How would that work out for the animals? Did every single one commit sins except for one male and one female of every species?
We also don’t talk about the fact that the only humans that were saved was a family. Who repopulated the earth.
Like, with Adam and Eve and their offspring, the implication is that they inbred because literally no other humans existed. Still pretty gross, but the second time it happened was just abject laziness on God’s part. Like your omnipotent ass couldn’t have at the very least picked a few more families.
I think I figured the math on the assumption that Noah’s kids brought significant others with and it was technically possible to avoid parent-child pairings so long as each unrelated male female combination was utilized, which is to say they screwed each others wives in addition to their own. Not like the bible gives a fuck about parent child incest babies, that was Lot’s whole character arc.
The animals, on the other hand, those are all shit out of luck.
Slight disagreement. With Adam and Eve it is implied that there were other people about. Which is why Cain complains that if he is cast out someone will murder him. And why it isn’t clear who the males are mating with.
The current understanding is that this was the origin story for those people and they thought pretty much every tribe around them had their own god with their own origin story. Later on retrocons left plot problems.
He just delegated that to Noah. But Noah doesn’t quite have the same air of authority as fucking God, so of course nobody believed him until it started flooding. Even if it wasn’t God who told him about it, like maybe he was just really good at predicting the weather or something, I could see the same thing happening.
The ark story doesn’t necessarily mean that all of sea level rise was result of rainfall.
Domino collapse of glaciers have been known to raise sea levels extremely quickly.

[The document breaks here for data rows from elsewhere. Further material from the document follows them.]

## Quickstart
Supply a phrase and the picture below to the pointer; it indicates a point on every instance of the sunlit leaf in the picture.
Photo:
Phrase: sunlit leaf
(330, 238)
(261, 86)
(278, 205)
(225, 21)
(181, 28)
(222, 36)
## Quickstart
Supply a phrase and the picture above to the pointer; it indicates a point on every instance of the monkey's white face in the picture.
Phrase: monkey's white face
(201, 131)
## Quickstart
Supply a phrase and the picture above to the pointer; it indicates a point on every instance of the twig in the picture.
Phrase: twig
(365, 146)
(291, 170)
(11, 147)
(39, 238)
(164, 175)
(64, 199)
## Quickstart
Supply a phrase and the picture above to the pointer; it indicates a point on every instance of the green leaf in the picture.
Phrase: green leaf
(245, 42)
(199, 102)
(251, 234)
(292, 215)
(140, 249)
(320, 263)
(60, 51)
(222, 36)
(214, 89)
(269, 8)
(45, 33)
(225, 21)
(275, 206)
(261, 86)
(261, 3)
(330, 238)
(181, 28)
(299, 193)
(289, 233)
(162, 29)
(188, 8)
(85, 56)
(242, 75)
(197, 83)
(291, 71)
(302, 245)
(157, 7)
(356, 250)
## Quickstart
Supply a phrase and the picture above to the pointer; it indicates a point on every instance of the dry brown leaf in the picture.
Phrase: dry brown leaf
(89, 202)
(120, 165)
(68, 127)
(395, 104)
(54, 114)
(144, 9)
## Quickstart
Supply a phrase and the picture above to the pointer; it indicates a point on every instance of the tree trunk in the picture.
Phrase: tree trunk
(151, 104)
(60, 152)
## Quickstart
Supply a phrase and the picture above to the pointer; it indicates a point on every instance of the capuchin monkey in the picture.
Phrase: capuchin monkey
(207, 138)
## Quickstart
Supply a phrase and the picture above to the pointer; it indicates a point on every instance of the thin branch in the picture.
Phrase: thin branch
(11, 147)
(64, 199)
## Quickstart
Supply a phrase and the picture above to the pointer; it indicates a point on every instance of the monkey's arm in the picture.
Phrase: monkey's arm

There was even a theory by a palentologist (which I cant currently find) of an ice dam left over from an ice age which separated two major parts of the ocean, which had different sea levels. When the ice dam eventually collapsed, the oceans would have reached equilibrium in a matter of days. Given the chaotic history of plate tectonics and ice ages, this isnt an unreasonable theory. Imagine if the mouth of the Mediterranean was frozen over, and the body evaporated down to lower levels, and people settled there. Then the ice wall collapsed.
Im not saying any of this explains a ridiculous bible story, just that, as a scientist, its short-sighted to assume rainfall was the only possible contributor to the flood.
“The world” back then also was something like a town and its surrounding villages. It probably just rained really heavy for a few days, flooded some village in a way that never happened before and the only explanation was “God’s wrath”.
I believe most of religious stories can be explained by people talking shit.
There was a flood after the meditteran salinity crysis, which happened partly due to lowered pressure in the nord causing the ground in the south to recede after the ice was gone (think of pressing in a balloon). There was a theory that the black sea flood (was half as big prior) due to this was what we know as the great flood, with humanity living mostly around there at the time, but i think it was refuted, because the flooding happened over generations there.
The thing with glacier seas happened mostly in scandinavia, gb, up there, creating the english channel (the heck? German it is Ärmelkanal).
There’s another, funner, theory, whereby a feedback loop in tectonic movement makes the plate boundaries heat up and the plates move ever faster (for a while till it calms down again). The ocean floor thereby becomes hot and more buoyant on the mantle beneath - so ocean floor rises and continents sink.
That theory is backed up by some proper plate simulation by a respected scientist, but as far as I know it was never developed past the initial simulation work and intriguing result.
I don’t understand why a wooden ark would melt like sugar under any circumstances.